Weingut COS, Sizilien
Weine aus der Erde
Text: Christian Eder
Natürliche Weine – denen hat sich das sizilianische Weingut COS verschrieben. Der Winzer Giusto Occhipinti verwendet dafür biodynamische Methoden und Amphoren. Vor allem ein Wein hat es ihm angetan: der Cerasuolo di Vittoria.
«Ein Wein ist die Erinnerung eines Jahrgangs», erklärt Giusto Occhipinti, während wir uns durch die neuen Jahrgänge in seinem Keller kosten. Erinnerungen und Jahrgänge hat der dezent ergraute Winzer nun schon einige gesammelt, genauer deren 35. Die ersten sechs hat er die Trauben noch mit seinen Füssen gepresst. Heute werden sie im modernen Keller schonend verarbeitet, die Reife der biodynamisch zertifizierten Weine begleitet klassische Musik. Vor allem die harmonischen Klangkompositionen von Chopin und Mozart sollen sich gedeihlich auf den Reifungsprozess der Weine auswirken.
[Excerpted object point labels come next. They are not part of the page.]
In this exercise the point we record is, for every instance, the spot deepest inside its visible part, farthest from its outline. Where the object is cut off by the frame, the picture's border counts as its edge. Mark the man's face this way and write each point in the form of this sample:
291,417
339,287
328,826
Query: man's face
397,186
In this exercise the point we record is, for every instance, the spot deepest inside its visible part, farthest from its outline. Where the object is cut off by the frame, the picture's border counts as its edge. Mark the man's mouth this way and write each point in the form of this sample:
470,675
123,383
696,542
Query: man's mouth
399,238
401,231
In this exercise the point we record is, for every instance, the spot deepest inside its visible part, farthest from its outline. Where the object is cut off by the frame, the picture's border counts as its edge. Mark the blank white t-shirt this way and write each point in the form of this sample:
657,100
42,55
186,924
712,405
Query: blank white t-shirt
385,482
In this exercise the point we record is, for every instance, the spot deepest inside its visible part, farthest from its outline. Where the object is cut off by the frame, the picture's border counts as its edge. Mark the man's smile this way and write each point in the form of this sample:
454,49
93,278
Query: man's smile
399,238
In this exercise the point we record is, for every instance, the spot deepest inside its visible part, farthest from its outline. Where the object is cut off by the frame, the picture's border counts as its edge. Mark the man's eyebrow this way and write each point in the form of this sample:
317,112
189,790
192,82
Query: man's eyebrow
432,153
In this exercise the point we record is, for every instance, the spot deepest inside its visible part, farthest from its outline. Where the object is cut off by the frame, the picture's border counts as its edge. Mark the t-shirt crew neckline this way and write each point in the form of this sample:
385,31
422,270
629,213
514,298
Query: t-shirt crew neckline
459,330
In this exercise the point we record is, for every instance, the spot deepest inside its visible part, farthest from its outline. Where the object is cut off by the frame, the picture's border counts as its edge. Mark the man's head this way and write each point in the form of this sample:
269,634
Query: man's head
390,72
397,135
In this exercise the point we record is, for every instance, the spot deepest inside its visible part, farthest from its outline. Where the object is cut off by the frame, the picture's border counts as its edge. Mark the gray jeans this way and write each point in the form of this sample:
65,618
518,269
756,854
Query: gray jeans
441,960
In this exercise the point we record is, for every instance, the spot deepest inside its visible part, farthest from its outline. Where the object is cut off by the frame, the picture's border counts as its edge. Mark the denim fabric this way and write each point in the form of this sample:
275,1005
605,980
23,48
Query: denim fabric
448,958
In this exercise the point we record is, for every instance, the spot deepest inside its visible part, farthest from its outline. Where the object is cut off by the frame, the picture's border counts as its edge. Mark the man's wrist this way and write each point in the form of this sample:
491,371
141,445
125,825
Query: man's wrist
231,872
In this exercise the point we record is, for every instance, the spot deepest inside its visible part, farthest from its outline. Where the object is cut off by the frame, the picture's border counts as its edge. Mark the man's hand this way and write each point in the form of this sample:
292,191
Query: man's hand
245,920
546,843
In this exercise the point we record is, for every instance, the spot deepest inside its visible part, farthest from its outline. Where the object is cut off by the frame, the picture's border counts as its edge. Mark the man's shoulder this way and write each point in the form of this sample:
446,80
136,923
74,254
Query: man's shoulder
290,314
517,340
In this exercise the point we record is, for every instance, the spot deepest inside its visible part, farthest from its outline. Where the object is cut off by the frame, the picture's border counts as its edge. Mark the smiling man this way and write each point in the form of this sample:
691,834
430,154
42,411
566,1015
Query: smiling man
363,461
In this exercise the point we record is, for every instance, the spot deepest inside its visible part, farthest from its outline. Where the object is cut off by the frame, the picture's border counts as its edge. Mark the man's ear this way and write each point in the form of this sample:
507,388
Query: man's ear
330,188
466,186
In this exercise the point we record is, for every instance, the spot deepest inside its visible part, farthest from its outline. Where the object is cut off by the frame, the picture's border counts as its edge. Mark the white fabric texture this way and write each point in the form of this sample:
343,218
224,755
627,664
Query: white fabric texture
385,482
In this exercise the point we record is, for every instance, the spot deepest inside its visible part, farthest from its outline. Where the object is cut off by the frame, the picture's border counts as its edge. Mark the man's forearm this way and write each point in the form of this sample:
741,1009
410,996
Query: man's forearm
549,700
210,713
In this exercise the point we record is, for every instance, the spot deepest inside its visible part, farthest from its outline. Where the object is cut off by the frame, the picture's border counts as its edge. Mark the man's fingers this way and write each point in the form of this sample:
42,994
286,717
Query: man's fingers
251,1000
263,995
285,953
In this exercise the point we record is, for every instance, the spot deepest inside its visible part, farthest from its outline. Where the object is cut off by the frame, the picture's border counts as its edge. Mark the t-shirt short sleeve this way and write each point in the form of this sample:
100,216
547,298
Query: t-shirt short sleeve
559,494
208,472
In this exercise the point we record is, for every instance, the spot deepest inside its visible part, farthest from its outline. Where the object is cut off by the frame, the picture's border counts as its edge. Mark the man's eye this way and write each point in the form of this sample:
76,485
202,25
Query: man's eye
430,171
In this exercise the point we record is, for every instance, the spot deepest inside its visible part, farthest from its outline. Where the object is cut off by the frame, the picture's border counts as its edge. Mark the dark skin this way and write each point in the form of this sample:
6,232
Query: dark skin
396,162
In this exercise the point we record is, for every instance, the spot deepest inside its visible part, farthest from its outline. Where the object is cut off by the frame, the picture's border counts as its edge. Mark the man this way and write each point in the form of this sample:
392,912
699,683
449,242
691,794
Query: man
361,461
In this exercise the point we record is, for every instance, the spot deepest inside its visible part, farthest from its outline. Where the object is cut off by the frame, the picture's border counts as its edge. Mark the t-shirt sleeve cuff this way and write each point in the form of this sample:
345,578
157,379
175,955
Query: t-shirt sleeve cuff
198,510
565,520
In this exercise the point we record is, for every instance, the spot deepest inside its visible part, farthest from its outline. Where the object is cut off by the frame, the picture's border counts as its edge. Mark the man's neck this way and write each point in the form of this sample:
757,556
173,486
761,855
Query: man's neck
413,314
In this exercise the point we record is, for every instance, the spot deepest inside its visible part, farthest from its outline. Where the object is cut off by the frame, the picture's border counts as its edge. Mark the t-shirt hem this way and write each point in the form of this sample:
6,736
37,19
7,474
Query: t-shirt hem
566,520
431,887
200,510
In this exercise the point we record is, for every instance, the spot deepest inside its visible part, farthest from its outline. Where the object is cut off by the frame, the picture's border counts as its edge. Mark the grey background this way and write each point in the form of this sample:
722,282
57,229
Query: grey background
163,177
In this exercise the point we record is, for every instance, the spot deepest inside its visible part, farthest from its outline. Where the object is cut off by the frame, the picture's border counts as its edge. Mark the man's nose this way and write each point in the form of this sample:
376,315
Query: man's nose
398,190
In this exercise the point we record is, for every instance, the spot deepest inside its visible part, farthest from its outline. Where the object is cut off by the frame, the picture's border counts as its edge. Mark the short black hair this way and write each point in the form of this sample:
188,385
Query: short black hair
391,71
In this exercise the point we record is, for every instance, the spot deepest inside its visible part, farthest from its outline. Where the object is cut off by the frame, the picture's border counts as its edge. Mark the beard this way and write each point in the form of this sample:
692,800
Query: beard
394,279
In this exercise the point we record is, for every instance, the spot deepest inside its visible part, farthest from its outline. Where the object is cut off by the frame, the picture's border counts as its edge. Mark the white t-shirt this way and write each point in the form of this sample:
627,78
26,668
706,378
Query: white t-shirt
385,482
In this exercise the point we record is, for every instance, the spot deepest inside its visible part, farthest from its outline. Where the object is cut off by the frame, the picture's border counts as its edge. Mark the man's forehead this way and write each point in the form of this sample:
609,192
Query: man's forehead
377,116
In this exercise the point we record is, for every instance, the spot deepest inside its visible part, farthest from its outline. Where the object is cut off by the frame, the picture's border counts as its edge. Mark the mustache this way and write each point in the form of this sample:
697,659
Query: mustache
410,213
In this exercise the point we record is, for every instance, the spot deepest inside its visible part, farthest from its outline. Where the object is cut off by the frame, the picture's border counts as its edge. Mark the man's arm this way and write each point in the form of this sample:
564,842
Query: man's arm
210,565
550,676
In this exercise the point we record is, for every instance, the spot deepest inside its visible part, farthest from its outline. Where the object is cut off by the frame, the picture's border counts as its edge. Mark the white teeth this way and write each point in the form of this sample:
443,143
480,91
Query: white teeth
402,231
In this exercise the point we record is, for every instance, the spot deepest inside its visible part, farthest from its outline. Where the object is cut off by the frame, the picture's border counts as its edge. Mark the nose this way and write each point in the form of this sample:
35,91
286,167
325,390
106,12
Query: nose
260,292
Mit weit ausholenden Bewegungen und voller Inbrunst erklärt Giusto Occhipinti seine Weine, sein Terroir und seine Philosophie: warum er seinen Wein als natürliches Produkt sieht, warum er 2005 alle seine Barriques aus dem Keller verbannt hat und warum er Terrakotta-Amphoren liebt.
Giusto Occhipinti ist mehr noch als sein Partner Giambattista Cilia das Gesicht hinter dem Gut COS. Beide haben studiert, als sie 1980 den Weinbau als Zeitvertreib entdeckten und gemeinsam mit dem inzwischen ausgeschiedenen Partner Cirino Strano COS gründeten – jeder der drei Buchstaben steht für den Familiennamen eines der drei Gründer. Aber längst sind die promovierten Architekten Occhipinti und Cilia Winzer aus Passion. Heute bewirtschaften sie 37 Hektar und produzieren 200 000 Flaschen jährlich.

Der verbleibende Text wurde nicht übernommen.